Developing AI-Powered Music Composition with Python
Creating AI-powered music has always been a fascinating challenge for me, and Python has provided the perfect toolkit to explore this niche field. My goal has been to blend my love for music with cutting-edge AI technology to create something truly unique.
Tools and Libraries:
- Magenta: Developed by the Google Brain team, Magenta has been my go-to for exploring music and art creation using machine learning. It simplifies the process of generating musical sequences.
- MIDIUtil: This library has been instrumental in manipulating MIDI files, allowing me to generate and modify music programmatically.
- Librosa: For audio analysis and manipulation, Librosa has been indispensable. It provides the tools necessary to work with audio files in a flexible and efficient manner.
Example Experience:
import magenta.music as mm
from magenta.protobuf import music_pb2
import midiutil
# Create a simple melody using Magenta
melody = mm.Melody([60, 62, 64, 65, 67, 69, 71, 72])
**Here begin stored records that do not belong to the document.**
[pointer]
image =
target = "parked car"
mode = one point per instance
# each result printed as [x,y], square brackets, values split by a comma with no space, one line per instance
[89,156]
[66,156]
# Convert the melody to a note sequence
note_sequence = melody.to_sequence()
# Save the note sequence as a MIDI file
mm.sequence_proto_to_midi_file(note_sequence, 'melody.mid')
# Load the MIDI file for further processing
midi_data = music_pb2.NoteSequence()
with open('melody.mid', 'rb') as f:
midi_data.ParseFromString(f.read())
# Modify the MIDI file using MIDIUtil
midi_file = midiutil.MIDIFile(1)
track = 0
time = 0
midi_file.addTempo(track, time, 120)
# Add notes to the MIDI file
for note in melody:
midi_file.addNote(track, 0, note, time, 1, 100)
time += 1
# Save the modified MIDI file
with open("modified_melody.mid", "wb") as output_file:
midi_file.writeFile(output_file)
Through Python and these powerful libraries, I’ve been able to compose original pieces of music that blend human creativity with AI-driven innovation, opening new horizons in music technology.